'WE'LL TREAT THEM AS TERRORISTS'

Police probe spate of settler attacks

Israeli police announced they have opened a probe into a settler convoy that paraded through the northern West Bank Palestinian town of Huwara.

A shop window allegedly smashed by stone-throwing Jewish extremists in Huwara, near Nablus, this week.Photo: Courtesy
A shop window allegedly smashed by stone-throwing Jewish extremists in Huwara, near Nablus, this week.Photo: Courtesy

ISRAELI Defence Minister Benny Gantz has pledged to act against recent acts of settler violence “with a heavy hand”, stressing “the recent incidents of nationalist crime in Judea and Samaria are grave and we will deal with them severely. Anyone who throws stones, torches vehicles or uses weapons … is a terrorist and that is how we will treat them”.

“I recently convened a number of discussions on the subject, and we are in the midst of a process aimed at strengthening the forces on the ground, building up the force together with police and the Shin Bet, and concentrating operational and legal resources [in the effort],” Gantz added.

The declaration came as Israeli police announced they have opened a probe into a settler convoy that paraded through the northern West Bank Palestinian town of Huwara on Monday, honking their horns and blaring music, with participants hurling stones at Palestinians, their cars and storefronts as they celebrated the release of a settler-violence suspect from prison.

“The friction began when a number of cars driving on Road 60 through Huwara, threw stones at businesses and parked cars and caused much damage,” the Israeli military said in a statement.

According to some reports, the settlers were attacked by locals, and in response, they threw stones back.

Three Palestinians were reportedly hurt in the incident and at least 20 cars and two stores are damaged.

Meanwhile, police have yet to arrest a suspect in the similarly filmed assault on Palestinians in the Palestinian village of Burin last Friday.

Security forces put up demolition notices on Sunday night in the illegal West Bank outpost of Givat Ronen, days after Jewish extremists, believed to have come from the outpost, attacked Palestinians and Israeli activists nearby.

The notices allow authorities to evacuate and demolish the buildings in three days’ time.

It was not known whether the demolition orders for the outpost, located south of Nablus, were tied to Friday’s events.

Footage from the Friday incident in Burin showed a group of men, apparently from Givat Ronen, attacking left-wing activists and Palestinians with clubs and stones, wounding at least six people and burning a car.

Police Minister Omer Barlev denounced the attack as “the organised action of a terror group”.

“It is the tip of the iceberg of a terror organisation,” Barlev told Kan news on Sunday.

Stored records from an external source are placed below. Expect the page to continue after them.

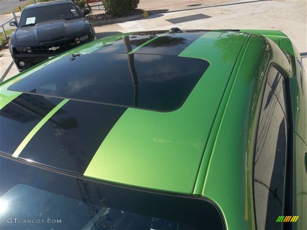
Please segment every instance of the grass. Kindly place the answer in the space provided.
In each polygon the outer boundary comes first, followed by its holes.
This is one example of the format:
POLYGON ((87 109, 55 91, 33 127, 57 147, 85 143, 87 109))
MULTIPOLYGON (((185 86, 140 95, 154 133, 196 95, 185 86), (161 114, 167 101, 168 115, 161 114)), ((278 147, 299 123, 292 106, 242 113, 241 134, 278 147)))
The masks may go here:
MULTIPOLYGON (((0 0, 1 1, 1 0, 0 0)), ((25 2, 23 4, 21 4, 20 6, 20 9, 21 10, 23 10, 23 8, 25 7, 26 6, 27 6, 29 5, 30 5, 31 4, 33 4, 34 3, 34 1, 30 1, 27 2, 25 2)), ((13 10, 14 12, 18 12, 19 11, 19 9, 18 8, 18 6, 16 6, 15 8, 14 8, 13 10)), ((4 13, 2 13, 2 14, 6 14, 7 13, 10 13, 12 12, 11 10, 8 10, 7 11, 6 11, 4 13)))
MULTIPOLYGON (((8 29, 5 31, 5 33, 6 34, 6 36, 10 35, 12 32, 14 31, 15 29, 8 29)), ((4 46, 8 41, 9 39, 4 37, 4 35, 3 34, 2 31, 1 33, 0 33, 0 47, 4 46)))

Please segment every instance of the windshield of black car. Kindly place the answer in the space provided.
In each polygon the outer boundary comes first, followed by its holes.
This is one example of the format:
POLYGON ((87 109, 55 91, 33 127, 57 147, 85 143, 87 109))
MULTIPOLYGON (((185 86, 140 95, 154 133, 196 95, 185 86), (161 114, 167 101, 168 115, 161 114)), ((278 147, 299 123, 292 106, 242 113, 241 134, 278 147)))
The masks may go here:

He confirmed media reports that a police investigation was being assisted by the Shin Bet security service.

Barlev defended the lack of arrests of perpetrators from Friday’s attack, as well as at similar recent clashes, saying it takes time before the military is called to incidents, followed by a further delay until police are alerted, and by then “the terrorists are no longer there and have disappeared”.

Speaking on Radio 103FM, Barlev called the incident “another serious leap forward in the terror carried out by extremist settlers”.

But, he said it is quite possible that some of those involved are not even settlers but “others who arrive from other places”.

The violence drew denunciations from across the political spectrum, with several coalition lawmakers calling for the demolition of the outpost from where the assailants allegedly came.

Israeli security officials have warned that violence by Jewish extremists in the West Bank has spiked in recent months. Shin Bet officials told The Times of Israel in late December that Jewish extremist violence had increased by 50 per cent over the past year.

Nonetheless, the internal political debate over the phenomenon has been divisive. Right-wing Israeli politicians have resisted referring to these attacks as “settler violence,” charging that such characterisation is an attempt to besmirch all Jews living in the West Bank.